Murphy couldn’t help but laugh.  “I like that last one.  I’m intending this to be a quite intellectually stimulating course, Dean, but I confess I did not post an I.Q. requirement for taking it.  The knowledge will be there, I promise you, but I will likely fall short of your apparent requirement that the only acceptable instructional method is to bore your students to an early ossuary.”

“Mark my words, Murphy.  Your hopes of this course surviving and your hopes of tenure at this university are as dead as whatever was in that bone box of yours.”

“Ossuary, Dean.  Ossuary.  We’re at a university, let’s try to use multisyllabic words.  If it doesn’t turn out to be legitimate, maybe I can get it for you cheap and you can keep your buttons in it.  Now, if you’ll excuse me, I have a new artifact to begin work on.”

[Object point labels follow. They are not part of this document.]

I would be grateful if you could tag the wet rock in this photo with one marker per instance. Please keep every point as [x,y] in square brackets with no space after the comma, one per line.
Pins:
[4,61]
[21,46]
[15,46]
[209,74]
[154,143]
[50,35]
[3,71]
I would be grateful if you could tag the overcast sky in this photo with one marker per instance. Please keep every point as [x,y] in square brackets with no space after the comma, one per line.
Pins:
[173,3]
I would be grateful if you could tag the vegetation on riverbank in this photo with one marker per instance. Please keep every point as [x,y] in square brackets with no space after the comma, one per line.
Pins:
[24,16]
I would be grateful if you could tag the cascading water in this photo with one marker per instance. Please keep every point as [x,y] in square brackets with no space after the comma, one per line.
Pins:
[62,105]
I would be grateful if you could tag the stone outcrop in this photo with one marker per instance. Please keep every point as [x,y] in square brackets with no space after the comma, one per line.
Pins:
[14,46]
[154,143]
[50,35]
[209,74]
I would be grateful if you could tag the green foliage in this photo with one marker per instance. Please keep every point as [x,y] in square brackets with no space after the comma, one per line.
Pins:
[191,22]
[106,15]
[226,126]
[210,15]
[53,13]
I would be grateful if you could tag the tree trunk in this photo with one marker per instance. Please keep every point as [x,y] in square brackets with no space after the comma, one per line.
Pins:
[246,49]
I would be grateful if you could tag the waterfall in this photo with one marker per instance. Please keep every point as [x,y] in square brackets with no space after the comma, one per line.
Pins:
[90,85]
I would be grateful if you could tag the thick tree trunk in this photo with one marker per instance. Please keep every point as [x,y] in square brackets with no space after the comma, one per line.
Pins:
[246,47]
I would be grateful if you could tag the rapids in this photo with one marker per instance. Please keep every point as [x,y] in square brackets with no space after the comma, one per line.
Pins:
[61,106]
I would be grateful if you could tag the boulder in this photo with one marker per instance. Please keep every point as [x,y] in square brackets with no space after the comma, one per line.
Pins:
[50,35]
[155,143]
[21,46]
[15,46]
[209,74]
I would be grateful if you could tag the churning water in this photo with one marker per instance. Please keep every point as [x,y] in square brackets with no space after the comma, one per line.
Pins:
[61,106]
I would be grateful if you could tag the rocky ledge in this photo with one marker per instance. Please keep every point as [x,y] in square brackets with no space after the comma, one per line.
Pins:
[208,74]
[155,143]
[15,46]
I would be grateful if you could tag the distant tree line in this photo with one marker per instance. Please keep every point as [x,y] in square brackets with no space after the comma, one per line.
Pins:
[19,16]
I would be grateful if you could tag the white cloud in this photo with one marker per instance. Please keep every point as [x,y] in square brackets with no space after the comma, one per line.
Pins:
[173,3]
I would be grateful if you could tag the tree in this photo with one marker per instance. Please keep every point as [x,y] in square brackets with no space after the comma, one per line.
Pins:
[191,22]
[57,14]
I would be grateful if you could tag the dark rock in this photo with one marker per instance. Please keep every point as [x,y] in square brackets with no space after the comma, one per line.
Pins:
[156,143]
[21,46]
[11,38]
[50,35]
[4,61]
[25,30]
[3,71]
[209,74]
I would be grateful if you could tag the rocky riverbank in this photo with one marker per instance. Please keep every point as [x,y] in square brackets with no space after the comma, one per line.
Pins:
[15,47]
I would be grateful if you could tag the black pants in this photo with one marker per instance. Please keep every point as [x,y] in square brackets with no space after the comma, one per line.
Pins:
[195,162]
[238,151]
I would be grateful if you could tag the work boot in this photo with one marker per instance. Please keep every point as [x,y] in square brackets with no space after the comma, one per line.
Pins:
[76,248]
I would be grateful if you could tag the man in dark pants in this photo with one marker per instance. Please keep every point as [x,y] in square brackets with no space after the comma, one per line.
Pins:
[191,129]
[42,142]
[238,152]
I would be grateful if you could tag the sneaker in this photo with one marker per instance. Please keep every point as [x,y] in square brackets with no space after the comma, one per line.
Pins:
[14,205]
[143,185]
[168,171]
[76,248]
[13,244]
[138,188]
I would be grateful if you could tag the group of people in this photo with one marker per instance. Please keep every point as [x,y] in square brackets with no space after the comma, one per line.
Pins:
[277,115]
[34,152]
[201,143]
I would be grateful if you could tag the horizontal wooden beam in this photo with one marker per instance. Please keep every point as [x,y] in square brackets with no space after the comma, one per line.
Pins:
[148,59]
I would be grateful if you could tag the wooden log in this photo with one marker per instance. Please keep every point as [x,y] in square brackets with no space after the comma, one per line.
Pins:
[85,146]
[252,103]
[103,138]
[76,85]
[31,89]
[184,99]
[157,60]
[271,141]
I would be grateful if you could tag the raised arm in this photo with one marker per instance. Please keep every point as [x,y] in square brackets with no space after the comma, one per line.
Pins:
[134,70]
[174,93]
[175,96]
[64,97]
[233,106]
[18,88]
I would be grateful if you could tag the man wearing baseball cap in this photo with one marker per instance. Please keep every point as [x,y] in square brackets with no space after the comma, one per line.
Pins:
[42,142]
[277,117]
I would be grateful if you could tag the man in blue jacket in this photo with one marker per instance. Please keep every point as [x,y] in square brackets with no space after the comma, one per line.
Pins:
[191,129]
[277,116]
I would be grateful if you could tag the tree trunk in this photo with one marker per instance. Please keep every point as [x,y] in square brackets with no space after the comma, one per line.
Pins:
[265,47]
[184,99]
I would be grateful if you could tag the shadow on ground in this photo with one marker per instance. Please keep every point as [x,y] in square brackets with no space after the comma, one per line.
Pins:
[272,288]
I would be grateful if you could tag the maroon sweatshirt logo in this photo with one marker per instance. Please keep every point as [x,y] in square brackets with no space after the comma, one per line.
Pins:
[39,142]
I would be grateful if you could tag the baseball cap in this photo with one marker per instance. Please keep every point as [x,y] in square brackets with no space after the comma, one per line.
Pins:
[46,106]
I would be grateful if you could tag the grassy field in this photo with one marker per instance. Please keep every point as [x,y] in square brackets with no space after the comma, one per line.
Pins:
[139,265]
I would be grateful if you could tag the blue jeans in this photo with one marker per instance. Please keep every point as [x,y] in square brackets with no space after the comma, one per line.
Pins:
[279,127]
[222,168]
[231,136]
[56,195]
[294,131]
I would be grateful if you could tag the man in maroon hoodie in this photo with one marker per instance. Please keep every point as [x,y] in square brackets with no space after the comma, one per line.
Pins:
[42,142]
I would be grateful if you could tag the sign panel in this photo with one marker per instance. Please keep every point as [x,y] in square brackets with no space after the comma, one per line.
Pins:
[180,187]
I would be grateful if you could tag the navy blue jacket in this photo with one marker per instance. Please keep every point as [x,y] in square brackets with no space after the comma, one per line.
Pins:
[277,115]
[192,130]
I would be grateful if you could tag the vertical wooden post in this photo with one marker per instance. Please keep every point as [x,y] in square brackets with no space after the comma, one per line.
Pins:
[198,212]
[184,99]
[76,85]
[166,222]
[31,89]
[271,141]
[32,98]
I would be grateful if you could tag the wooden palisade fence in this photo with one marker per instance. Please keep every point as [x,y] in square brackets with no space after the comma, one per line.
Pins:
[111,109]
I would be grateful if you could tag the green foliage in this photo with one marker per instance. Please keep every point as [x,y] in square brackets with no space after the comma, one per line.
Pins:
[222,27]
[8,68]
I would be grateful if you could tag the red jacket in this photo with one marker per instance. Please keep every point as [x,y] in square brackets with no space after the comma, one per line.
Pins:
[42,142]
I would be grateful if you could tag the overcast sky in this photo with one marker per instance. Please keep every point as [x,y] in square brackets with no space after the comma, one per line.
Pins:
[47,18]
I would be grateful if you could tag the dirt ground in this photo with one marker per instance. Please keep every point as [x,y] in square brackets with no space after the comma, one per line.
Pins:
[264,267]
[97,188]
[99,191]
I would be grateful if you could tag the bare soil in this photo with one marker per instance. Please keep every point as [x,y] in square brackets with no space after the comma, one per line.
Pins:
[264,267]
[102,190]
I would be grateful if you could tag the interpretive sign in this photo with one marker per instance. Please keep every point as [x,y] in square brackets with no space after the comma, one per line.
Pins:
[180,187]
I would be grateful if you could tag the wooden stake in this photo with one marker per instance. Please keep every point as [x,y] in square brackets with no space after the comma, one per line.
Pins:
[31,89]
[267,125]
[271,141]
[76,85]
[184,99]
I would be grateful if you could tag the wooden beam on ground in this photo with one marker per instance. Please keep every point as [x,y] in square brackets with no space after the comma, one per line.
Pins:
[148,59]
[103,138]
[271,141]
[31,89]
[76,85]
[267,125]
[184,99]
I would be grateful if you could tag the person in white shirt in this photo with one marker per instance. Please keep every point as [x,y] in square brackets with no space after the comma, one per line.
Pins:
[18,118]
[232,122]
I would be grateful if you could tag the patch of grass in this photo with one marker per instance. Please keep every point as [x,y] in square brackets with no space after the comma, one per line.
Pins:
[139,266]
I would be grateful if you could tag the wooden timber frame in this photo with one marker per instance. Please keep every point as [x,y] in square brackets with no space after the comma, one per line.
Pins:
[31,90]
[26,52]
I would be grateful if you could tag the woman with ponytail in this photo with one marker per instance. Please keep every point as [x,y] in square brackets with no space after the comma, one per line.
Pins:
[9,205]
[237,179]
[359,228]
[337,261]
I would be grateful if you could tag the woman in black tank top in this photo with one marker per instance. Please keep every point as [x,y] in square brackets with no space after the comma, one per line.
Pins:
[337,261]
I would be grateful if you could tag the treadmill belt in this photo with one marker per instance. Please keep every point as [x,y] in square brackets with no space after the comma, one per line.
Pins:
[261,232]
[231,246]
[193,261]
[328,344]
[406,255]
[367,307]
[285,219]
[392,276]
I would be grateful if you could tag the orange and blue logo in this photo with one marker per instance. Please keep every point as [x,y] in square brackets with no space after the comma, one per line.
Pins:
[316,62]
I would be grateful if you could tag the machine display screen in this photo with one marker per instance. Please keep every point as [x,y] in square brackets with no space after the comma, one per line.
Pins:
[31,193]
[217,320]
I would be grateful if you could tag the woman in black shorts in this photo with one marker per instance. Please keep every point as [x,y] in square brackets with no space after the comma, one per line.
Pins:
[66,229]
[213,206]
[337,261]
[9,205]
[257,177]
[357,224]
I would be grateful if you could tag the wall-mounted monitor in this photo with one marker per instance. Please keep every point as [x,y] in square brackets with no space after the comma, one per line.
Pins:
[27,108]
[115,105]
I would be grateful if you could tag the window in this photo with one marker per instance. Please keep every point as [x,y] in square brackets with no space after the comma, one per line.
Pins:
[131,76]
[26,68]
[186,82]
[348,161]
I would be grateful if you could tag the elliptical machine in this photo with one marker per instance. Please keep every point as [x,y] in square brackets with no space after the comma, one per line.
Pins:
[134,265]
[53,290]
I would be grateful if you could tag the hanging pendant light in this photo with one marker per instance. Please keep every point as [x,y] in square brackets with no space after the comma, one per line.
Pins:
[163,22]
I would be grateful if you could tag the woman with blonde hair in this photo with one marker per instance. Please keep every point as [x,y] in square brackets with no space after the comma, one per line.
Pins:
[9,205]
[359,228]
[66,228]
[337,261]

In this vision of the world of higher education, only fundamentalists have remained true to the original mission.  Fundamentalist intellectuals, this line of reasoning goes, have retained their sense of inquiry and intellectual honesty.  They have not been seduced by the showy appeals of false science, such as evolution.  They have not been lulled by a peaceful-sounding pluralism that in practice degrades human dignity.  And they have not been willing to accept the hidebound leftist, secularist, evolutionist orthodoxy required of the mainstream academic.

This trope has remained so ubiquitous among fundamentalist activists that is tempting to dismiss it as sour grapes.  In this sour-grapes line of thinking, fundamentalists attack the intellectual pretensions of college professors since those professors show universal disdain for the Biblical belief of fundamentalists.  Fundamentalist attacks, this argument goes, actually prove the intelligence and perspicacity of college professors.

Louis Menand’s new book suggests otherwise.  Menand, best known for his Pulitzer-Prize-winning Metaphysical Club, now takes aim at the sclerotic intellectual culture of American higher education.  Menand is no fundamentalist.  Nor does he have an axe to grind against the left-leaning cultural politics of today’s universities.  However, he does agree with fundamentalist critics that the professoriate encourages group thinking and intellectual conformity rather than innovative ideas and iconoclasm.

Unlike fundamentalist critics of higher education, Menand does not blame evolution, socialism, or secularism for this state of affairs.  Rather, Menand’s critique is more prosaic.  In order to become a tenure-track professor in the humanities, Menand points out, aspiring professors must endure years, even decades, of powerless apprenticeship.  Those who survive this ordeal do so not by bucking the intellectual party line but rather by honing their ability to locate and placate the institutionally powerful.

In Menand’s view, this leads to a dangerous state of affairs in which “The academic profession is not reproducing itself so much as cloning itself” (153).  Until and unless research universities find a new way to train the next generations of faculty, Menand frets, the trend toward intellectual conformity will accelerate.  [UPDATE: For a full review of Menand's book, be sure to check out the H-Education list review commissioned by Jon Anuik:  
https://www.h-net.org/reviews/showrev.php?id=33892
 Thanks, Jon, for this notice.  --Editor]

Fundamentalists won’t be surprised.  For generations they have dismissed the protestations of the kept intellectuals at America’s universities.  Menand’s book should serve to give them support from outside their own ranks for their deeply held distrust of pointy-headed professors.